We used RNA sequencing (RNA-Seq) to de novo assemble and characterize the leaf transcriptome. The sequencing generated 1249 million clean reads that were assembled using single-- and multi-- approaches into 62,596 unique sequences (unitranscripts) with an N50 of 1134 bp. TransDecoder and Trinotate software suites were used to obtain putative coding sequences and annotate them by mapping to UniProtKB/Swiss-Prot and UniRef90 databases, searching for known transcripts, proteins, protein domains, and signal peptides. Furthermore, the unitranscripts were annotated by mapping them to the NCBI non-redundant, GO and KEGG pathway databases using Blast2GO. The transcriptome was also characterized by BLAST searches to investigate homologous transcripts of key genes involved in important metabolic pathways, such as lignin, cellulose, purine, and thiamine biosynthesis and carbon fixation. Moreover, a set of homologous transcripts of key genes involved in stomatal development and of genes coding for stress-associated proteins (SAPs) were identified. Additionally, 8364 simple sequence repeat (SSR) markers were identified and surveyed. SSRs appeared more abundant in non-coding regions (63.18%) than in coding regions (36.82%). This SSR dataset represents the first marker catalogue of . 53 SSRs (PolySSRs) were then predicted to be polymorphic between ecotype-specific assemblies, suggesting genetic variability in the studied ecotypes.

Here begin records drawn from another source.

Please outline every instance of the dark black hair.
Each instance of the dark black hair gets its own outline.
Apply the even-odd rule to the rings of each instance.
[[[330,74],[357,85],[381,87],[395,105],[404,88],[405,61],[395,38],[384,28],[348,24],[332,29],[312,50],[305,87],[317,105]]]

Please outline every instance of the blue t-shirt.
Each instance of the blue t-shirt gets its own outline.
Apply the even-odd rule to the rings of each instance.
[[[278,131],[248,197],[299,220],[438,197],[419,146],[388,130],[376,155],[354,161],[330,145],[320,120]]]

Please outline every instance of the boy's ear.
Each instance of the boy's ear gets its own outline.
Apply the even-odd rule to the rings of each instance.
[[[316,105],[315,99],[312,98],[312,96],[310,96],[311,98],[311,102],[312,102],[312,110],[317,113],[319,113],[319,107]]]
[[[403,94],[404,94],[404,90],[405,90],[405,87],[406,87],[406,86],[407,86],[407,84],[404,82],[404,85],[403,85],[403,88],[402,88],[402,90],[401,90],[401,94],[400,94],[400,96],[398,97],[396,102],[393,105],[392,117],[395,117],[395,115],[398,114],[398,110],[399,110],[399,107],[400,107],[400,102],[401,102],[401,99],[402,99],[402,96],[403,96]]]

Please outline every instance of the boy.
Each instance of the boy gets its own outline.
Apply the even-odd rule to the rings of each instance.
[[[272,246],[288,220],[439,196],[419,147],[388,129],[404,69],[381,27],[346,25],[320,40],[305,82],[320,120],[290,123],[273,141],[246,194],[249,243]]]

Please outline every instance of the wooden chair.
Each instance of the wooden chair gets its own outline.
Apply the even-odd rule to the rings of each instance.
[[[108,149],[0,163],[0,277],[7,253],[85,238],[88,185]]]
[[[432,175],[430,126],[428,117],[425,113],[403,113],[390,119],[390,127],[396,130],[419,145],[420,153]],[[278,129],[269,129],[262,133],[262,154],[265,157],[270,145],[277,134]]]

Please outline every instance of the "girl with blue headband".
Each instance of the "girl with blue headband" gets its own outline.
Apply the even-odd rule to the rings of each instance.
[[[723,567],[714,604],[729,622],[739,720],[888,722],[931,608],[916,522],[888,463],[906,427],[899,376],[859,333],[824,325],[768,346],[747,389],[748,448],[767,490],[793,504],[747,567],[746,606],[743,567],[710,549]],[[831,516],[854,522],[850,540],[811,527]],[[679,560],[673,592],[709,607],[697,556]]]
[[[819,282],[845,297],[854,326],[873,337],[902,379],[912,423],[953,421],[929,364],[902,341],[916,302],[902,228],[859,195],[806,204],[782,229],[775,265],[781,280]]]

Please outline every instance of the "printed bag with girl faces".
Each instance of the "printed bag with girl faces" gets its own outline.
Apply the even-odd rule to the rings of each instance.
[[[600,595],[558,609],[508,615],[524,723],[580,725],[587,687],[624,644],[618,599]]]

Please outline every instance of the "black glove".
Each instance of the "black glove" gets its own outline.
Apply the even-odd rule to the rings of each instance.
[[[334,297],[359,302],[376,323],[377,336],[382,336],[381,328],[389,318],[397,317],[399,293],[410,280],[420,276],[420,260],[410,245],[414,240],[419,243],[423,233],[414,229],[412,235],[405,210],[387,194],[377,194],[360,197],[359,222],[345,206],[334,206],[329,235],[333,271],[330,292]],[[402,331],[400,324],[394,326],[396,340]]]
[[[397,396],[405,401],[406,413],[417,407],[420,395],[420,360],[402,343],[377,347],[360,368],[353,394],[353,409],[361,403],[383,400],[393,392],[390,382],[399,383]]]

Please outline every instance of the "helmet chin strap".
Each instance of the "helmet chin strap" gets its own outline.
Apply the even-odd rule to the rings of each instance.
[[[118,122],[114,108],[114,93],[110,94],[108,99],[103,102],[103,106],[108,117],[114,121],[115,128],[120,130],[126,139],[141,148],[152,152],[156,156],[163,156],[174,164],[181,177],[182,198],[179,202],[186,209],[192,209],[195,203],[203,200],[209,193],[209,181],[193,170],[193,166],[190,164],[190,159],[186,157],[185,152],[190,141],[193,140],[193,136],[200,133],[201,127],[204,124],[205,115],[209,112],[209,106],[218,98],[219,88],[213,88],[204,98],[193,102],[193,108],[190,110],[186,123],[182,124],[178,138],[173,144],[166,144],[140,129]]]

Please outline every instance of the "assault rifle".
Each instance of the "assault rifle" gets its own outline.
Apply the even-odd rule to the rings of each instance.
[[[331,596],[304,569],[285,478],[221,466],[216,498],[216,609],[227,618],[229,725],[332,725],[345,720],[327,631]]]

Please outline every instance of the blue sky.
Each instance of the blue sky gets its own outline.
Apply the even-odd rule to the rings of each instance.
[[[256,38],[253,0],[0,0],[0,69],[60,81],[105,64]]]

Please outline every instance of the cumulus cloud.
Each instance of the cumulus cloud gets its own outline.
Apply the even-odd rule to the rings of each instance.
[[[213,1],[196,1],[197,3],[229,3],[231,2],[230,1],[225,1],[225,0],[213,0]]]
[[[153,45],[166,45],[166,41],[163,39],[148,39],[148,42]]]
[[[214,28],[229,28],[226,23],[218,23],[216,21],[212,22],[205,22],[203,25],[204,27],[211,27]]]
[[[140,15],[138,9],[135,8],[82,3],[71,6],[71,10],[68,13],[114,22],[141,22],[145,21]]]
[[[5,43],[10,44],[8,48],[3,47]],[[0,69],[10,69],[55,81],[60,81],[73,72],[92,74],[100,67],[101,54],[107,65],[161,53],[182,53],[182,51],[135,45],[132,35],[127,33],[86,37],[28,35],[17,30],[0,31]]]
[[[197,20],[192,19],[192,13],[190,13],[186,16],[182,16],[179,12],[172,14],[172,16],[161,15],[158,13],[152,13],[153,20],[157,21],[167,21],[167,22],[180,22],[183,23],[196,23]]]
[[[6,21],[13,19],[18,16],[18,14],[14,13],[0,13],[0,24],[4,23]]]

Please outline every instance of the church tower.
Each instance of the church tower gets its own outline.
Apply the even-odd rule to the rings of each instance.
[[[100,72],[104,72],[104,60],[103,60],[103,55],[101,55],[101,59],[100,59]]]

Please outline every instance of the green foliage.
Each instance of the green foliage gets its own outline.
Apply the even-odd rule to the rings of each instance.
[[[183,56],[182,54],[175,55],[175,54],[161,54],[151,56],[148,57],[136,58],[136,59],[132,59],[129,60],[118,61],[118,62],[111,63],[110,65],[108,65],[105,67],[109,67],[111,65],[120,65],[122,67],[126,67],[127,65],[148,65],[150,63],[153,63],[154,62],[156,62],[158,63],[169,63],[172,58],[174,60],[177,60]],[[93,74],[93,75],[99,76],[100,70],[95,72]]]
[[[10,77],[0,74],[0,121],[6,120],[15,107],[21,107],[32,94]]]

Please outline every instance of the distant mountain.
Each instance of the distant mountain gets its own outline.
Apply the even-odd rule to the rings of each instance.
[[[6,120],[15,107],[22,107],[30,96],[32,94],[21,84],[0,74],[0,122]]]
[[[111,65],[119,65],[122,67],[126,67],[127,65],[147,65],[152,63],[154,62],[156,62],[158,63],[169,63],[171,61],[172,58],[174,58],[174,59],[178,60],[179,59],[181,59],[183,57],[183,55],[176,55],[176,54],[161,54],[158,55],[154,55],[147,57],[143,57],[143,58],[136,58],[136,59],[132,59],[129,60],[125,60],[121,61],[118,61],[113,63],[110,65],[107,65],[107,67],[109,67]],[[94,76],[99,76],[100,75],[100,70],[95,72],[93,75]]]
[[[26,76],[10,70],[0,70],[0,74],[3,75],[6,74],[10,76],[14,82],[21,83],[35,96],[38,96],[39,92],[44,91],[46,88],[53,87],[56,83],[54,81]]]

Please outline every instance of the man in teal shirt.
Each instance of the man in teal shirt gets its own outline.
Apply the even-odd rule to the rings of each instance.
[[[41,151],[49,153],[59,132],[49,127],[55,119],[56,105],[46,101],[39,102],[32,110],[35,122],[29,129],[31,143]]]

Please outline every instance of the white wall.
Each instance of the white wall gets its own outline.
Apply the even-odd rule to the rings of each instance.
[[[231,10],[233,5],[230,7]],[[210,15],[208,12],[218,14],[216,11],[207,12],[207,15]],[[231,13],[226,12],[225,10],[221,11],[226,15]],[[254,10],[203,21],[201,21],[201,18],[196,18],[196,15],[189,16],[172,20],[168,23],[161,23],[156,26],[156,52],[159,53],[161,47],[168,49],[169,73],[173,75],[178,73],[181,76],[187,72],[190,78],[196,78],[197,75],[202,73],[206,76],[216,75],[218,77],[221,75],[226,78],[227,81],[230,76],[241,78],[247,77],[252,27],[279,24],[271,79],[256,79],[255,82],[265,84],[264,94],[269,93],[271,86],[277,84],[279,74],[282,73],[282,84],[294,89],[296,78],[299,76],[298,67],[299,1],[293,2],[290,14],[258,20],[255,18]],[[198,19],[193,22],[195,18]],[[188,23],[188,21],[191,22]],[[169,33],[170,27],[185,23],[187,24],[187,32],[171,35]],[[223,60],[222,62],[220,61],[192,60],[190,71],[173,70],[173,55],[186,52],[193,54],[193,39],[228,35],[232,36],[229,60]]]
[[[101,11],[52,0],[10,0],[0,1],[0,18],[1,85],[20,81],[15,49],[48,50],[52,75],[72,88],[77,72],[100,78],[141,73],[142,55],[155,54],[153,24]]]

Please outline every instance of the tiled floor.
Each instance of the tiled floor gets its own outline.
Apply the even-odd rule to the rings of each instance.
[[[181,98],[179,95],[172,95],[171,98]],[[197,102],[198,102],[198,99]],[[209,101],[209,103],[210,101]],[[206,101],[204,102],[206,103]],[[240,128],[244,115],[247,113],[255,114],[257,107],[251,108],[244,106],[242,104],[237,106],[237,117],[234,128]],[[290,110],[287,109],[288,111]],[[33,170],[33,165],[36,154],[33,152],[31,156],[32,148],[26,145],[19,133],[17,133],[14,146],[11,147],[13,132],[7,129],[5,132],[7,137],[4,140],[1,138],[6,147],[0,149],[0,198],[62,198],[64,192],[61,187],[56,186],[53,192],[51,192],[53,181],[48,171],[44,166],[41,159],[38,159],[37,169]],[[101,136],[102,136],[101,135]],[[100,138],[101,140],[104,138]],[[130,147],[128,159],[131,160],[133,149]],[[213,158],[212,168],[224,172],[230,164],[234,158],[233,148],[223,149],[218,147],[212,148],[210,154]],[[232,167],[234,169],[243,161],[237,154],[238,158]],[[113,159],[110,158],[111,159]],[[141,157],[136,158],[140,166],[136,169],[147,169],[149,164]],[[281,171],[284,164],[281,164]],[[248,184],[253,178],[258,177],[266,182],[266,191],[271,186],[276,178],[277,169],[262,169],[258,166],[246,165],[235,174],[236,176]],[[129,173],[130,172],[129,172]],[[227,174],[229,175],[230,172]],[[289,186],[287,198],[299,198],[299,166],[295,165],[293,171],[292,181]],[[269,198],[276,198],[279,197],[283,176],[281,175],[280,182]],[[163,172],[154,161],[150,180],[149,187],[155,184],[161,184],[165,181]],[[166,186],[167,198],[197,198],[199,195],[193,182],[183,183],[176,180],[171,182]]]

This study provides the first publicly available leaf transcriptome for the bioenergy crop. The functional annotation and characterization of the transcriptome will be highly useful for providing insight into the molecular mechanisms underlying its extreme adaptability. The identification of homologous transcripts involved in key metabolic pathways offers a platform for directing future efforts in genetic improvement of this species. Finally, the identified SSRs will facilitate the harnessing of untapped genetic diversity. This transcriptome should be of value to ongoing functional genomics and genetic studies in this crop of paramount economic importance.
作为一种潜在的候选能源作物,可用于生物质转化为液体燃料的过程和生物精炼厂,已重新引起人们的关注。这是由于其高产、对边际土地条件的适应性以及适合生物燃料和生物材料生产。尽管其很重要,但目前可用于支持该物种改良的基因组资源仍然有限。
我们使用RNA测序(RNA-Seq)对叶片转录组进行从头组装和表征。测序产生了12.49亿条clean reads,使用单端和多端方法将其组装成62,596个独特序列(单转录本),N50为1134 bp。使用TransDecoder和Trinotate软件套件获得推定的编码序列,并通过映射到UniProtKB/Swiss-Prot和UniRef90数据库、搜索已知转录本、蛋白质、蛋白质结构域和信号肽来对其进行注释。此外,通过使用Blast2GO将单转录本映射到NCBI非冗余、GO和KEGG通路数据库来对转录组进行注释。还通过BLAST搜索对转录组进行表征,以研究参与重要代谢途径(如木质素、纤维素、嘌呤和硫胺素生物合成以及碳固定)的关键基因的同源转录本。此外,还鉴定了一组参与气孔发育的关键基因的同源转录本以及编码胁迫相关蛋白(SAPs)的基因。此外,还鉴定并检测了8364个简单序列重复(SSR)标记。SSR在非编码区(63.18%)比在编码区(36.82%)更为丰富。这个SSR数据集代表了[物种名称]的第一个标记目录。然后预测53个SSR(多SSR)在生态型特异性组装之间是多态的,这表明在所研究的生态型中存在遗传变异性。
本研究为这种生物能源作物提供了首个公开可用的叶片转录组。转录组的功能注释和表征对于深入了解其极端适应性的分子机制将非常有用。参与关键代谢途径的同源转录本的鉴定为指导该物种未来的遗传改良工作提供了一个平台。最后,鉴定出的SSR将有助于利用未开发的遗传多样性。这个转录组对于这种具有至关重要经济意义的作物正在进行的功能基因组学和遗传学研究应该具有价值。